Despite these heinous implications, The Outfoxies always presents itself as part battle royale, part slapstick. Breaking a crate might reveal a weapon, or it could just reveal a flopping fish. Tossing a barrel at your opponent will cause them to stagger for a few seconds with the barrel on their heads. The entire final stage, when your anonymous benefactor tries to kill you instead of paying you off, is a chase sequence through an opulent mansion loaded with death traps. If you succeed, "Mr. Acme" meets a comical end and the credits roll as your killer of choice enjoys the spoils of his/her/their murderous rampage. Looking at the original Japanese arcade flyer for The Outfoxies, the artwork and ad copy suggest the game is an homage to American action movies; the release of the game in March 1995 is described as a "roadshow," a term still used for major film releases in Japan to this day.

For anyone who reads about The Outfoxies, plays The Outfoxies, or even just watches gameplay footage of The Outfoxies in 2020 , there's an uncanny resemblance—in concept if not aesthetic—to Super Smash Bros.
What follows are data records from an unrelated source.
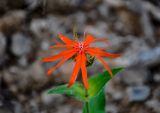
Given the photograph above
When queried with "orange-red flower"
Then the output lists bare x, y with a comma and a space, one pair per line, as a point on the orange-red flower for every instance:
80, 51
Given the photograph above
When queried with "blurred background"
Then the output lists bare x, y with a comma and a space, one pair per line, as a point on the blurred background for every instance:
29, 27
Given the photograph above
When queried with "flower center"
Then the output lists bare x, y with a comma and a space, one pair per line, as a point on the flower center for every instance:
81, 47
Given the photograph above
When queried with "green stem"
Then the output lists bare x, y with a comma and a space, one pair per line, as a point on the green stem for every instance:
87, 107
87, 103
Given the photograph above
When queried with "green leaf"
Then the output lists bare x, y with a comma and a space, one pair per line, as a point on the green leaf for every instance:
97, 83
77, 91
96, 104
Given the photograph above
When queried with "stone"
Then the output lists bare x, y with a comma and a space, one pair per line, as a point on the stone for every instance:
103, 10
21, 44
149, 58
48, 100
23, 61
153, 104
138, 93
12, 21
134, 76
66, 6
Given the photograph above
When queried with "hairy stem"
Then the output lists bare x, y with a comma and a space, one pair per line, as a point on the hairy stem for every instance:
87, 103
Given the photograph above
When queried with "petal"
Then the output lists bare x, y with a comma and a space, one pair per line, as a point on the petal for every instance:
60, 46
60, 63
106, 66
56, 57
99, 52
66, 39
75, 71
84, 71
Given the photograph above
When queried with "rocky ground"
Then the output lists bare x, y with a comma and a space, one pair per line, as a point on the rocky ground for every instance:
29, 27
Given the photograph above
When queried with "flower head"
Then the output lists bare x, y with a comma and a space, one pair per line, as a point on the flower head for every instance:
79, 50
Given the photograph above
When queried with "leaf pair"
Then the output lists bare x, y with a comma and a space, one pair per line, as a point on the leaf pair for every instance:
95, 94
Both are inspired by fighting games while eschewing some traditions in favor of big stages that mix platforming with fighting filled with lots of random items. Of course, regular Retronauts readers know that Super Smash Bros was a 1999 game released almost four years after The Outfoxies. Was one of Nintendo's most successful franchises inspired by an oddball arcade game? Is the presence of a "Hirokazu Tanaka" in The Outfoxies' "Special Thanks" credits proof a connection exists? Or are the two games so functionally and tonally different that this is all a coincidence? Hirokazu Tanaka is a famously common Japanese name, after all.

I'm not here to place pushpins in a corkboard and cry conspiracy. All I know is that when I first happened upon The Outfoxies in a Japanese arcade, it blew my mind that I hadn't seen it sooner. As it turns out, the game didn't have much of an impact in 1995, and no home console version was ever released (despite being announced), giving it a very short legacy outside of emulation fans. Today, googling The Outfoxies brings up a number of articles and videos made by fans of the game recommending it as a ’90s oddity that deserves to be remembered. I wholeheartedly agree to that.

Comments

Literally never heard of this until now. Looks like it could've done well with a home conversion. Great article as always!

I played The Outfoxies a few years ago at Galloping Ghost, and fell I love with the odd concept and aesthetic. The actual game is just okay, but points for creativity!